Na imagem obtida por microscopia confocal é possível ver as espículas em cortes radiais (Foto: IOC)


“A relação entre as esponjas e a epidemia ocular de Araguatins já era uma hipótese, sugerida por Cecília Volkmer Ribeiro, mas a presença dos espinhos que provocam as lesões ainda não havia sido confirmada. Como as lesões servem como porta de entrada para fungos e outros microorganismos patogênicos, e como o solo da região é rico em vermes, surgiram hipóteses sobre a origem parasitária da infecção – o que, no entanto, não foi verificado”, afirma o pesquisador Henrique Leonel Lenzi, que coordenou o estudo no Laboratório de Patologia do IOC com o pesquisador Marcelo Pelajo Machado. “Depois de estudar amostras de esponjas e de observar o material retirado de pacientes percebemos a presença de espículas que caracterizam duas espécies de esponjas fluviais e pudemos, então, afirmar finalmente a origem das lesões oculares ”, descreve Lenzi.


As esponjas em questão têm um esqueleto espinhoso, composto de espículas que as tornam mais resistentes e que, uma vez dispersas na água, podem penetrar na pele, em tecidos conjuntivos e mucosas (olhos, boca, nariz e tubo digestivo) de pessoas e animais que entrem em contato com a água do rio. Antigas tribos indígenas que ocuparam a região já conheciam o perigo representado pelas esponjas em épocas de seca do rio, quando elas ficam expostas ao ar, secam e liberam as espículas. As águas ricas em espículas formavam uma espuma que os índios chamavam de cauí ou cauxi.

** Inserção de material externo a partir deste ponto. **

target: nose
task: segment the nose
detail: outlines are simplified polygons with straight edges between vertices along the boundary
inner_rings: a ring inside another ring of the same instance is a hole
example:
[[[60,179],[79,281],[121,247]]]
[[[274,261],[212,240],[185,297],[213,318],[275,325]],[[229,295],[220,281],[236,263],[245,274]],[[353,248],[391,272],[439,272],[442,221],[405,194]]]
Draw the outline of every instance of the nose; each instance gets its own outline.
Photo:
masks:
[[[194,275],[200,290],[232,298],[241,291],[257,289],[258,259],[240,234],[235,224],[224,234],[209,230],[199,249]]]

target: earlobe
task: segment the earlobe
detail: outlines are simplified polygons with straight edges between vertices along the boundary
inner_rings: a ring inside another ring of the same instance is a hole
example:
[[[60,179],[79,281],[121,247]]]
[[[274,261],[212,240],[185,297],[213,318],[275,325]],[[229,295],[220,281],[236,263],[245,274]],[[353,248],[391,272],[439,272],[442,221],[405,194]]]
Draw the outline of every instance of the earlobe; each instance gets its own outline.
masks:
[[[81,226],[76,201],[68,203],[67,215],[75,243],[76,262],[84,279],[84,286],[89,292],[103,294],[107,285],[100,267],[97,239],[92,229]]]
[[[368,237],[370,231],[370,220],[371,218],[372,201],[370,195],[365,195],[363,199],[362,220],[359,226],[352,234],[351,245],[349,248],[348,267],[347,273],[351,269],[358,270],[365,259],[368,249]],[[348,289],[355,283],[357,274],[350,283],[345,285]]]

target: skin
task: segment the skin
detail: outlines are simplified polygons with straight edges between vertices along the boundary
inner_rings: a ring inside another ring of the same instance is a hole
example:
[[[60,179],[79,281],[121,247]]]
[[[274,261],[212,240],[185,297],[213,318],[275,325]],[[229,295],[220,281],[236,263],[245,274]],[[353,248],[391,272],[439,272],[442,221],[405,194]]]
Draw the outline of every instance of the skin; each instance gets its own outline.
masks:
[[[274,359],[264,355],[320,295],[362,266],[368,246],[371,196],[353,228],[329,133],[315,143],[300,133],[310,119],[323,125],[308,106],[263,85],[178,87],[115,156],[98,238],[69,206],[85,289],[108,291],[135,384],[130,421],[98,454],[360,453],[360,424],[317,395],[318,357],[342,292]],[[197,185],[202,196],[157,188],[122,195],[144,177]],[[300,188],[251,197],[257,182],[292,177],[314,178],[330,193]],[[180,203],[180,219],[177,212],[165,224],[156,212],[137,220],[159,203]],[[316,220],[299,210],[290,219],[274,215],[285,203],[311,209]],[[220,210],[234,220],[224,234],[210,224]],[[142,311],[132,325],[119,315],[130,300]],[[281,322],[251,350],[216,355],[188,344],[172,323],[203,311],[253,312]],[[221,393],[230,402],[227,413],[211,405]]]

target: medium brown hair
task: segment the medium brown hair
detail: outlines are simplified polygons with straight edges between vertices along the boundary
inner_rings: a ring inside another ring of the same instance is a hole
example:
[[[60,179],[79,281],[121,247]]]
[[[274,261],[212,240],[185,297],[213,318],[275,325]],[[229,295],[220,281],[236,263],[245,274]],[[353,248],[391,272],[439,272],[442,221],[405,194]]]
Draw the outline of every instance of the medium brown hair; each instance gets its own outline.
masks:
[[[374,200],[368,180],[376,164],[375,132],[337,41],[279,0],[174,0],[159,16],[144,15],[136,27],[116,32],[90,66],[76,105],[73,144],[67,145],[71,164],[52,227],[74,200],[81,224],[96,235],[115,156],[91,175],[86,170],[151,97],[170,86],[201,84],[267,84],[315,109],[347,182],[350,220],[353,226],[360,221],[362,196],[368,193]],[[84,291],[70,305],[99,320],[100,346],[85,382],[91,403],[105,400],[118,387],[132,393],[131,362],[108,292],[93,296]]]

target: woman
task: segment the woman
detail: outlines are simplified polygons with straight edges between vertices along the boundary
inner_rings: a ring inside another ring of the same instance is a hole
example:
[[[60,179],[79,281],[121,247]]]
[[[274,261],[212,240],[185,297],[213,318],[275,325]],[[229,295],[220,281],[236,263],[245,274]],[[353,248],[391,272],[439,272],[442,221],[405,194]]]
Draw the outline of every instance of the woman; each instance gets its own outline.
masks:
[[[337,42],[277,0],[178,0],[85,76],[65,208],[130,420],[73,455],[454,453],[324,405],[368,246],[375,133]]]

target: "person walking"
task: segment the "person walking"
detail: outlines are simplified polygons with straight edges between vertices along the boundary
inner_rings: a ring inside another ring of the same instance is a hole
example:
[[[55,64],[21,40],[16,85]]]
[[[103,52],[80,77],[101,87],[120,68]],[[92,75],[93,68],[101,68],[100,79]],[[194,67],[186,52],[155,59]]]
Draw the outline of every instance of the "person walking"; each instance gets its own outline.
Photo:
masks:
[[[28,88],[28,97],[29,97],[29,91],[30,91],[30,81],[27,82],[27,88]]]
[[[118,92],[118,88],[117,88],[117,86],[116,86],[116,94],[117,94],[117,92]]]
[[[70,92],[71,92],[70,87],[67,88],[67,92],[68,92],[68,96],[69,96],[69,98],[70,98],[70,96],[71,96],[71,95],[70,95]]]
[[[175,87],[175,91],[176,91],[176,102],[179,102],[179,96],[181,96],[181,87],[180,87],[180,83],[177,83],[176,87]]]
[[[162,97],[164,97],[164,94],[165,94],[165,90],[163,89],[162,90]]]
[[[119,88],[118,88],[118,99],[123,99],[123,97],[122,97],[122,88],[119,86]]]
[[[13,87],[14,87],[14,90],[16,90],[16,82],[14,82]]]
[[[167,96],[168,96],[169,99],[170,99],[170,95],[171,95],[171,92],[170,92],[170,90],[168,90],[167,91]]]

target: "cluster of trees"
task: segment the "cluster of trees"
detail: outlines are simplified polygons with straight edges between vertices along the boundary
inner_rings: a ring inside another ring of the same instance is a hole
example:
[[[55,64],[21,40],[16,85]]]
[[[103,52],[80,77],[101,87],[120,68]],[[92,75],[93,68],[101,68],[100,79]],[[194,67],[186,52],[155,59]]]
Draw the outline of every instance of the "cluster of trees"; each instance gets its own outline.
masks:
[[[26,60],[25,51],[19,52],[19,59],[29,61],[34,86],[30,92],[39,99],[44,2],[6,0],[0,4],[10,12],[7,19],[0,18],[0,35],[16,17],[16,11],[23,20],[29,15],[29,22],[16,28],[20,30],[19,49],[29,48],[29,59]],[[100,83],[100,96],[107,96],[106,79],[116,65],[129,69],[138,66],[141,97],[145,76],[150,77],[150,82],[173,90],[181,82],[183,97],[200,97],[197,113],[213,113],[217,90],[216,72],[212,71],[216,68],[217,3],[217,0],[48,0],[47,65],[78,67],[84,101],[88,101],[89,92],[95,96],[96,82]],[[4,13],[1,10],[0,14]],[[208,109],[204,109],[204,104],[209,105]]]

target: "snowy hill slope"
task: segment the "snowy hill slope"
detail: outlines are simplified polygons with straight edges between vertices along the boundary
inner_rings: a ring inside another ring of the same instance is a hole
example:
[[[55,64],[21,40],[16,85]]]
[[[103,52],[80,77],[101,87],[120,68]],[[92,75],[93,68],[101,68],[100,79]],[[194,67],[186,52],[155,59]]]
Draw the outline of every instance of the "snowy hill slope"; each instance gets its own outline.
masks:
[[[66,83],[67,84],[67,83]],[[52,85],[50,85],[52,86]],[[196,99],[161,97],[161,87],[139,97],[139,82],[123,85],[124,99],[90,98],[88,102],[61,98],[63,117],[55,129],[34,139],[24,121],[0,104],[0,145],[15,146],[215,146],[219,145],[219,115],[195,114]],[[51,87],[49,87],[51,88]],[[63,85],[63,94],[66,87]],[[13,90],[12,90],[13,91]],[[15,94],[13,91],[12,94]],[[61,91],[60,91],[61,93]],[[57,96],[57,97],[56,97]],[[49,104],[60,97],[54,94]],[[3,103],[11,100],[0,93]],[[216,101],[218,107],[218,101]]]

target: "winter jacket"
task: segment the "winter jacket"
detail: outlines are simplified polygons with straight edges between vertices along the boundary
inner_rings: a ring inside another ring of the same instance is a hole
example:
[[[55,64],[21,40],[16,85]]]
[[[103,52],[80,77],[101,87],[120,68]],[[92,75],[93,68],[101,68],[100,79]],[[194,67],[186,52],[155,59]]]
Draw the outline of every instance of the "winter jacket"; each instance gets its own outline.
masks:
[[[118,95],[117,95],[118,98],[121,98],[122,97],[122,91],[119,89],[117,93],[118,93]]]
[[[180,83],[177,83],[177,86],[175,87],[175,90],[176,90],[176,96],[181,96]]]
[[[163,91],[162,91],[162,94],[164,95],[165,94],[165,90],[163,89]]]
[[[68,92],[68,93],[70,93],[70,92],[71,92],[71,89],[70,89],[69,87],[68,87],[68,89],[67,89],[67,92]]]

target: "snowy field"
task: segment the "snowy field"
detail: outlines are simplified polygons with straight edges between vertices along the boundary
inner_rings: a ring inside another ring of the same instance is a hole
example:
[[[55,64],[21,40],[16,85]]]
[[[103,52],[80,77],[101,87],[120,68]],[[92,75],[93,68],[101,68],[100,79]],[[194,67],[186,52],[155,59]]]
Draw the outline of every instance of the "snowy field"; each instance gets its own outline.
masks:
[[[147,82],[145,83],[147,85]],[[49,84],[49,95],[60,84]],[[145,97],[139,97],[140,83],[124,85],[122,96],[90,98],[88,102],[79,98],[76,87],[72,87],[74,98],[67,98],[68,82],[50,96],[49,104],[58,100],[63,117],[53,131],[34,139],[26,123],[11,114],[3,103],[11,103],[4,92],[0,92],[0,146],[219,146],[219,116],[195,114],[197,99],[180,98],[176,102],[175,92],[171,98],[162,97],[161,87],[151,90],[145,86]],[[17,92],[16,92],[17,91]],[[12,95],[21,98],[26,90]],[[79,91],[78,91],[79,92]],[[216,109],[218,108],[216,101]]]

“O rio representa importante atividade turística para a cidade de Araguatins e por isso há muitos anos foram colocadas dragas em seu leito – o que alterou o fluxo de dispersão das esponjas, levando-as do fundo do rio para sua superfície”, destaca Lenzi. “Somado a isso, a intensificação do uso do rio para atividades recreativas como banho e mergulho pode ter ocasionado a epidemia. A confirmação de que essas esponjas podem causar patologias oculares alerta para o perigo do uso dessas águas”, completa.


Ao comprovar a origem da infecção, o estudo alerta para a importância de avaliação e controle da qualidade das águas utilizadas para banho e mergulho, pois epidemias semelhantes ocorreram pelo mundo. Como as esponjas fazem parte da fauna local e sua extinção pode gerar desequilíbrio ecológico, com danos à saúde humana, a única recomendação médica é a atitude preventiva, por meio da proibição do contato de crianças com a água do rio, do desenvolvimento de programas de educação em saúde ambiental e do alerta sobre a epidemia por administradores públicos e serviços comunitários de saúde.


Para complementar a pesquisa e aprofundar o conhecimento sobre a patologia, como o mecanismo de entrada das espículas na conjuntiva, os pesquisadores estudarão uma infecção experimental induzida em coelhos – o que será feito com uma equipe do Centro de Pesquisa René Rachou (CPqRR), unidade da Fiocruz em Minas Gerais.